Enter Michael Bloomberg, mayor of New York City and professional finger-wag. Hizzoner’s latest decree for NYC is that any restaurant, food cart, movie theatre-served soft drink sized 16 ounces and above is to be outlawed across the city by March 2013. Those that don't fall into line will be slapped with a fine. Now, the point of all this is for the greater good (natch) – which in this case means decreasing obesity rates and increasing overall public health. In a nutshell, (but not a peanut shell ‘cause those are banned too) it is assumed most folks are too stupid to be trusted with their own food decisions so the mayor and city bureaucracy will do the heavy lifting for you. Leave aside that the measure does not apply to other calorie-heavy drinks such as fruit juices, milkshakes, or alcoholic beverages - this one is about big soda – which as everyone knows is pure evil. But little Zevia isn’t big soda (yet). So even as their larger fizzy drink frenemies rail in opposition to the ban, Zevia decided to start running ads IN SUPPORT of Mayor Bloomberg’s nanny-state dictates. Paging Mr. Putz.
Zevia’s ads were posted in subways around NYC and read in part “We believe the city is right” and “we believe we can stop pouring on the pounds.” Pretty cagey huh? They want on the mayor’s healthy band wagon to maybe score some attention and sales, and ‘cause he’s not shooting right at them it might just work. He’s all mad at sugar, not super stevia. Paddy thinks he’s brilliant on this. What could possibly go wrong with a little promotional side-choosing? One hyphenated word: trans-fats.
You see the supersize soda coda is not Mayor Bloomberg’s first kick at the ban can. He really digs this sort of behavior modification, and one of his earlier arm-twists was back in 2006 when he made New York the nation’s first city to ban artery-clogging trans fats from every restaurant, corner pizzeria and bakery. And that’s all good right? Who could ever want ugly, mucky trans-fats fouling their food? Well…..

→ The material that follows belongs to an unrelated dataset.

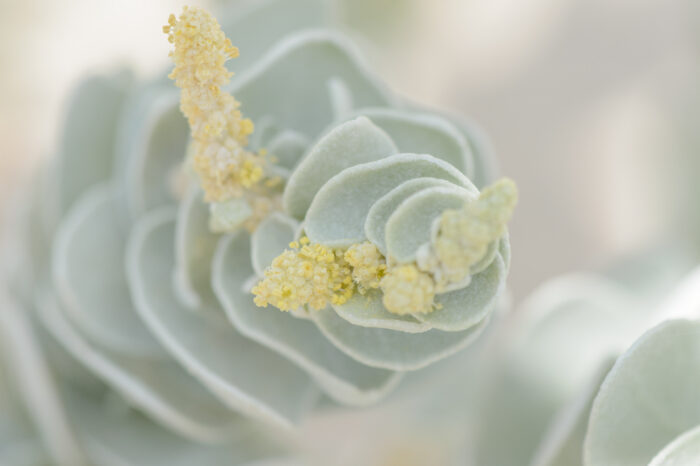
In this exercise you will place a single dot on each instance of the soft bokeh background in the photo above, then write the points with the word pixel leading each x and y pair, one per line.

Waaaay back before they were declared “evil” trans-fats were hailed – HAILED – as the greatest dietary salvation available to eliminate the health-hell known then as saturated fats. In fact, when partially hydrogenated vegetable oil (trans-fat) was in its infancy, dietary experts believed they had discovered the perfect replacement for saturated fat. Margarine was a glorified alternative to butter, the makers of packaged cookies, cakes, and crackers ditched the fatty shortening and heart-attack lard in favor of the goodness represented by the miracle of “trans-fats.” Until they eventually found out it wasn’t as good as they thought it was – and maybe even worse.
Which brings me back to Paddy and his “miracle.” While lick-boots Spence is busy shining Bloomberg’s tiny shoes by aping his advertising he better watch his back. The pleasure position stevia enjoys currently could turn fast, and start looking a heckuva lot like trans-fats do today. And by cheering a city-centric dictator on, Paddy Spence is ensuring that the very power he applauds the use of against big soda will be at full-strength when it eventually turns a suspicious eye on him. Couldn’t happen? Why not? Who knows if stevia is gonna stand the test of time? Trans-fats sure thought they would. So did Vioxx, and Olestra. Where are they now?
Soda visionary he may well be, but from where I sit the best description I can muster re: Paddy Spence remains the very same as when I first kicked off this epic rant: putz.